AU: Note that only the first four chapters are going to be short because that are merely meant to get the reader to identify with the character, create and sense of suspense, and introduce the basic plot. Also, in the reader does not fully read into the subtleties of the first four chapters, he/she will never understand the story.

Others

There were other children in Whammy's house. None as well developed for the position of L then Matt, Mello, and Near, but they were there all the same. They might not have become the world's greatest detective, but they did carve their way into the world. These are their stories.

COPPER

Colbert Goutier was a quiet boy. He spent many rainy afternoons sitting in the big window in the commons, which stretched almost to the very ceiling. The commons had been built to allow the resident children a place to socialize. However, because so many of the children aspired to become L, they were seldom found in places other then the learning labs, testing rooms, laboratories, or libraries found throughout the mansion. This was why Copper found this place so magical. It was untouched by the other children, to which he had always felt inferior. You see, Copper was not brilliant in the way the other children viewed brilliance. He could not make logical deductions from absolutely nothing. He could not do quadratic functions in his head. He could not read books upside down in Kurdish in less then ten minutes. He could do none of these things.

He could paint. He could paint beautiful landscapes more accurately then any picture. He could paint emotions with such vitality that the casual observer could be moved to blinding rage, or crushing sorrow, or light hearted laughter; all at the whim of the painter. He loved to paint. He loved it more then anything in the world. Well, almost anything.

There was a girl who played when it rained. She could be seen from this window. He watched her every day from his spot in the empty room. She would run, and jump, and spin, and make his heart flutter with her every movement. She was at once one with the splattering rain that soaked her long honey-colored hair and her odd mismatched clothing. There was no pattern to her movement; just like his paintings, which defied the logic to which most of the tenants clung to.

He could not paint her. He had gone through many canvases and paint tubes trying. He could never put his love on paper. He could not paint the spark in her green eyes when the lightning flashed. Nor could he capture whimsical way her hair moved in the harsh wind. He sighed. Tomorrow, he would try again, as he had the many days of the many weeks of the many months before.

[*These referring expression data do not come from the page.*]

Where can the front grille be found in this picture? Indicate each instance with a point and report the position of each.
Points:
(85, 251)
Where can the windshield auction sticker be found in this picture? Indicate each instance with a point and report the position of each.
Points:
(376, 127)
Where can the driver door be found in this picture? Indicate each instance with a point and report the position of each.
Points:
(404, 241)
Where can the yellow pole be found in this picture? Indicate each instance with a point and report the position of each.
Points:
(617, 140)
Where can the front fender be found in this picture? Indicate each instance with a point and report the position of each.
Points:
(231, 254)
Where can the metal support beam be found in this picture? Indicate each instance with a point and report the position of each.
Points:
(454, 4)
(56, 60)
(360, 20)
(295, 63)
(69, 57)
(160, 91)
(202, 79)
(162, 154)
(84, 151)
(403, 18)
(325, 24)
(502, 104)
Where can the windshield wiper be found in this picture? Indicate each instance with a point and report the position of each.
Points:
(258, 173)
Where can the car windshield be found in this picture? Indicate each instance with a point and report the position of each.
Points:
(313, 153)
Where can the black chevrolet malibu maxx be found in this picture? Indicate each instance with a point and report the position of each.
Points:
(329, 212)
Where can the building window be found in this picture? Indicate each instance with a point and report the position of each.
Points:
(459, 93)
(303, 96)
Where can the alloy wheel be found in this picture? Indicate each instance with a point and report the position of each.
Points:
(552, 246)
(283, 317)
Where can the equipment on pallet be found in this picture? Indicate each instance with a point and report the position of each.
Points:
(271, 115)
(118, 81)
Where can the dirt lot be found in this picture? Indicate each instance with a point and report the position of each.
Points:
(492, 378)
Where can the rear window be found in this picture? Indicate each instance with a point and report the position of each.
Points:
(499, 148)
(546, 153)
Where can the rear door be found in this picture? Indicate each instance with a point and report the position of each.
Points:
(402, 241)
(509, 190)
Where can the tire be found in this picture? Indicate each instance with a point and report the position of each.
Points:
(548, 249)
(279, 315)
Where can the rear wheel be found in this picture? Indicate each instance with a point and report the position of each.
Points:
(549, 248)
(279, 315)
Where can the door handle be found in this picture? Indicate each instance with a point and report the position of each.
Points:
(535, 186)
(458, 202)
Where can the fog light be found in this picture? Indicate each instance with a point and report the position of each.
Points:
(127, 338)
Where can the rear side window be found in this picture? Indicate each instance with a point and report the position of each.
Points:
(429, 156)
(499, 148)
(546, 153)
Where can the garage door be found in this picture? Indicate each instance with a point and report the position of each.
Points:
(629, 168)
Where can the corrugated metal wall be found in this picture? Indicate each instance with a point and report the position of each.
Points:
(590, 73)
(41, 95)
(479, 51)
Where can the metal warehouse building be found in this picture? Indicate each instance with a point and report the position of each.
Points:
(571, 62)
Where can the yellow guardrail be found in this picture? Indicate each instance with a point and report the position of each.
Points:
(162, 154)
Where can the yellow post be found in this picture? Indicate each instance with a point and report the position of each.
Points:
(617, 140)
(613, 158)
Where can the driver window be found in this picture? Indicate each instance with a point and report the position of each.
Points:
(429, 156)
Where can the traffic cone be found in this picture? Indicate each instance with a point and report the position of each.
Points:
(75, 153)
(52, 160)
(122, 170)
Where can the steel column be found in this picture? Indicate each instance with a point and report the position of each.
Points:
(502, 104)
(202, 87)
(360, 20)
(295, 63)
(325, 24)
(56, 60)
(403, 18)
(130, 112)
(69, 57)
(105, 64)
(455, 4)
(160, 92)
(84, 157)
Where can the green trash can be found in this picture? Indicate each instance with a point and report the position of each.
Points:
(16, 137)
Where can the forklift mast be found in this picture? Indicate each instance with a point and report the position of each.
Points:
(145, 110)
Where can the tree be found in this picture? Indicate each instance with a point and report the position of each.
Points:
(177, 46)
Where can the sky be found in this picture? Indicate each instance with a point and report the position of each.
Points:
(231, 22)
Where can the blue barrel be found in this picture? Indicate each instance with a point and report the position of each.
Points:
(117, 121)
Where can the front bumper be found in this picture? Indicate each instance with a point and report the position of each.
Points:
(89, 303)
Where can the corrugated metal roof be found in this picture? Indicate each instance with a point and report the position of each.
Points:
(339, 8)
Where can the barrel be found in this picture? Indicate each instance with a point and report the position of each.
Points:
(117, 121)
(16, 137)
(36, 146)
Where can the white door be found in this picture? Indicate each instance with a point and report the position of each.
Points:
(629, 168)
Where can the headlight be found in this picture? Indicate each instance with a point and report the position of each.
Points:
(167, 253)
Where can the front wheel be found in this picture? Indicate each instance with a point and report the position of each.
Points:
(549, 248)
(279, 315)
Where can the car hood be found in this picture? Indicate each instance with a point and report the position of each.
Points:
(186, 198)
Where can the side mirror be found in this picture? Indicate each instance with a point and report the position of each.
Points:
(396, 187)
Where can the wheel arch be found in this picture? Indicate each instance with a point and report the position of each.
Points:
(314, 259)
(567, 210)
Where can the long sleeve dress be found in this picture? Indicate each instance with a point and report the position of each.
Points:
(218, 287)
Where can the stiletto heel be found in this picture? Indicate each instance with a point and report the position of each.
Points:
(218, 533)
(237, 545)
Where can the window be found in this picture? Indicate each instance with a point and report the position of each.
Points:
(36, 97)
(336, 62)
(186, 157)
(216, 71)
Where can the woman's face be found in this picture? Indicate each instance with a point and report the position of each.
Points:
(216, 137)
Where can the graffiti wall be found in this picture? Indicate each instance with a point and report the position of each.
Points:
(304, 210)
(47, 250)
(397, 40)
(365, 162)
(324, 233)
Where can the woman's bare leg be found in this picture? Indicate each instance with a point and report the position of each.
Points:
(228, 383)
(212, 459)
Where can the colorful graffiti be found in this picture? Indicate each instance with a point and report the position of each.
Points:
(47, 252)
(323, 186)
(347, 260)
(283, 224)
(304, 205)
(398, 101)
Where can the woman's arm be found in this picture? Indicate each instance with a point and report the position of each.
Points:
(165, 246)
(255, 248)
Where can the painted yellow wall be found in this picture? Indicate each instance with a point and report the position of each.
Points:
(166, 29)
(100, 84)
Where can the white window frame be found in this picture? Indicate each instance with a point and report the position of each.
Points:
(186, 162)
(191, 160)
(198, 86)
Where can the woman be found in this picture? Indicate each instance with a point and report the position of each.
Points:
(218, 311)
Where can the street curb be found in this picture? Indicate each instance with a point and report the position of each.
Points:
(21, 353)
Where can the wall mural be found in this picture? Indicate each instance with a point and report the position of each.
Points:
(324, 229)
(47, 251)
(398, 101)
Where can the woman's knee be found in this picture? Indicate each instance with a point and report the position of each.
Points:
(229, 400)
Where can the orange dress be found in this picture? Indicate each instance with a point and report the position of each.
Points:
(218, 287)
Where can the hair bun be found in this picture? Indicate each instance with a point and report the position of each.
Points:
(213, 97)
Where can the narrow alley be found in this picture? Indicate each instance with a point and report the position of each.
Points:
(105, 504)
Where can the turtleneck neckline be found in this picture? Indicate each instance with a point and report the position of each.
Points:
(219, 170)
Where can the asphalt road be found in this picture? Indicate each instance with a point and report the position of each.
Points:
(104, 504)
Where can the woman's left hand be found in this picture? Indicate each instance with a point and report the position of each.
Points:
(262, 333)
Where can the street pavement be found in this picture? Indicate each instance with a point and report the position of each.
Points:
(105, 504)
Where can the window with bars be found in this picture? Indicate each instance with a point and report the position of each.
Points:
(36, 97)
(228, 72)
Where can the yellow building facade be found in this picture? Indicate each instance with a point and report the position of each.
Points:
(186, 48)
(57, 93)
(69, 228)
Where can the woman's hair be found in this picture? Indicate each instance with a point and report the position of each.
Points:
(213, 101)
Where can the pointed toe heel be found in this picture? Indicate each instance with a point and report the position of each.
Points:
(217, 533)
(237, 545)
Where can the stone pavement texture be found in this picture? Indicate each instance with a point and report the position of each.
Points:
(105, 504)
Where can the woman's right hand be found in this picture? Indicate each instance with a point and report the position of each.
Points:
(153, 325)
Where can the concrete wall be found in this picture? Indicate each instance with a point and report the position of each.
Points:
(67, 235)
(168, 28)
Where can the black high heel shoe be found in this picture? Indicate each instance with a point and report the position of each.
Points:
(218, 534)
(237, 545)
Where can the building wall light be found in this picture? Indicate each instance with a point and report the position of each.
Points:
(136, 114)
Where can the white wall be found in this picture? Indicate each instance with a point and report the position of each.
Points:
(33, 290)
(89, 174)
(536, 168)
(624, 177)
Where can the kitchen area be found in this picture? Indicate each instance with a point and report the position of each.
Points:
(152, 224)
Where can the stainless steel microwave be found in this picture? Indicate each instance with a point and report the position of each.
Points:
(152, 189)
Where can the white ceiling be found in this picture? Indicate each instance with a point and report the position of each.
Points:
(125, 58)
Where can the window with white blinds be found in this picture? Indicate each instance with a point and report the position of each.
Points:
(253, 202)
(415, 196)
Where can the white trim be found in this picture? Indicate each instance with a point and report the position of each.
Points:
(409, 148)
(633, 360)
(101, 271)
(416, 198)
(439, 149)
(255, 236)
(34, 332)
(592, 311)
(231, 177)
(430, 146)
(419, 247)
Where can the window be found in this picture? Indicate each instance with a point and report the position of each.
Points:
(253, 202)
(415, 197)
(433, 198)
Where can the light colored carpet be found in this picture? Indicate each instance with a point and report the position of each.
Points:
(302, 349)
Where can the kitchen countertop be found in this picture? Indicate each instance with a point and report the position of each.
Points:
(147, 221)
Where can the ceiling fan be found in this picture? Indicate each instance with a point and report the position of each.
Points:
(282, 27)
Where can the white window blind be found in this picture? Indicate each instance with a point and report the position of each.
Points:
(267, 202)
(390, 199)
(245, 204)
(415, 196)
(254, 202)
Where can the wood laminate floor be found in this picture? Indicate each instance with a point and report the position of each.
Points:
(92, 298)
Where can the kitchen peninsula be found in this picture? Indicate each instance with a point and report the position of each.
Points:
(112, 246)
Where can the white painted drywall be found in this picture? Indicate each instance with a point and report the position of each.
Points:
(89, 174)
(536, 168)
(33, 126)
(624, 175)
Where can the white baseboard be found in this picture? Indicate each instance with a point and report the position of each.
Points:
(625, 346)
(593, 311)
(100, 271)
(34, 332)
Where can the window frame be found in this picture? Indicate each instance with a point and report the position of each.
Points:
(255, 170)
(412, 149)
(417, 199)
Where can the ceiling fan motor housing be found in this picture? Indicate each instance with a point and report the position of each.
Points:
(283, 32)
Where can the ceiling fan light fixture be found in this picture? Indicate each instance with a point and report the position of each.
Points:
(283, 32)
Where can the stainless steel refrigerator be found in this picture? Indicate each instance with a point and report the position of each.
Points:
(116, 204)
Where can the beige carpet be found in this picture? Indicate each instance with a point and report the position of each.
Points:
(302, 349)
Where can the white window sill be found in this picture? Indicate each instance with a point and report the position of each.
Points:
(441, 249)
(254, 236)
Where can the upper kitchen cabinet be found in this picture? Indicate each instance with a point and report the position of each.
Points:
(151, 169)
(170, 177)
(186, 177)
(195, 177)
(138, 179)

He rose and climbed the marble stairs that led to dormitory. He entered his room, the eighth to the right, and went strait into the private bathroom. The bathrooms were quite fancy, though you would never know with the paint splatters. He brushed his teeth and his fiery orange hair, changed out of his smock and slipped into the 330 count silk sheets, which were also splattered with paint. He, for another night in so many that he could never count, dreamt of her.